DC Circuit refuses evidentiary hearing for Uighur detainees News
DC Circuit refuses evidentiary hearing for Uighur detainees
Photo source or description

[JURIST] The US Court of Appeals for the District of Columbia Circuit [official website] on Friday refused to order a new evidentiary hearing [opinion, PDF] in the case of five Chinese Muslim Uighurs detained at Guantanamo Bay [JURIST news archives]. Instead, in a per curiam decision, the court reinstated its original opinion, which gives political branches exclusive power in determining the release of non-citizens being held by the federal government. In April, the Supreme Court ordered the circuit court to reconsider [JURIST report] Kiyemba v. Obama [docket; CCR backgrounder] in light of the fact that each of the remaining Uighurs has received an offer of resettlement by another country. In response, the circuit court denied the petitioners' request to remand the case to the district court [JURIST report] for an evidentiary hearing on whether any of the resettlement offers were "appropriate," holding that it was in the power of the political branches to determine whether a country is appropriate for resettlement. The court further explained that even if the detainees had good reason to reject the resettlement offers, they still possessed no right to be released into the US:

In seven separate enactments – five of which remain in force today – Congress has prohibited the expenditure of any funds to bring any Guantanamo detainee to the United States. Petitioners say these statutes, which clearly apply to them, violate the Suspension Clause of the Constitution. But the statutes suspend nothing: petitioners never had a constitutional right to be brought to this country and released. Petitioners also argue that the new statutes are unlawful bills of attainder. The statutory restrictions, which apply to all Guantanamo detainees, are not legislative punishments; they deprive petitioners of no right they already possessed.
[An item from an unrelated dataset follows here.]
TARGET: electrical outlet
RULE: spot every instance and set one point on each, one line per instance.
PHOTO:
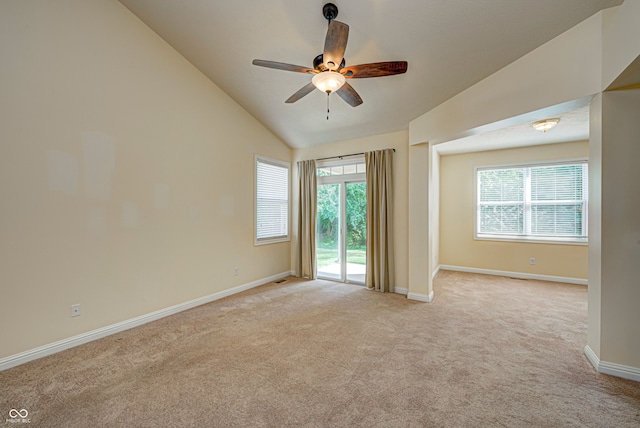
(75, 310)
The Constitution Project [advocacy website], a bipartisan think tank focusing on constitutional issues, immediately denounced the judgment [press release]. The group criticized the court's ruling for being too broad on the issue of the judiciary's role the release of detainees. Authoring a separate concurring opinion, Circuit Judge Judith Rogers, agreed with the Constitution Project's assertion that the ruling was too broad, but held that there was no role for the judiciary in this case because the five Uighurs "hold the keys to their release from Guantanamo. All they must do is register their consent" to the proposed resettlement offers.

The DC circuit court's ruling came in a case informally referred to as Kiyemba I, which is separate from a different suit filed by the Uighur detainees, known as Kiyemba II. In March, the Supreme Court declined to rule [JURIST report] in Kiyemba II, on certain issues surrounding the transfer of Guantanamo Bay detainees. Lawyers for four Uighurs detained at Guantanamo were appealing [JURIST report] an April 2009 ruling [opinion, PDF; JURIST report] by the DC circuit court, which held that US courts cannot prevent the government from transferring Guantanamo detainees to foreign countries on the grounds that detainees may face prosecution or torture in the foreign country. Of the 22 Uighurs originally detained at Guantanamo Bay, 17 have accepted offers of relocation to other countries. Two Uighurs were transferred to Switzerland, six to Palau, four to Bermuda and five to Albania [JURIST reports].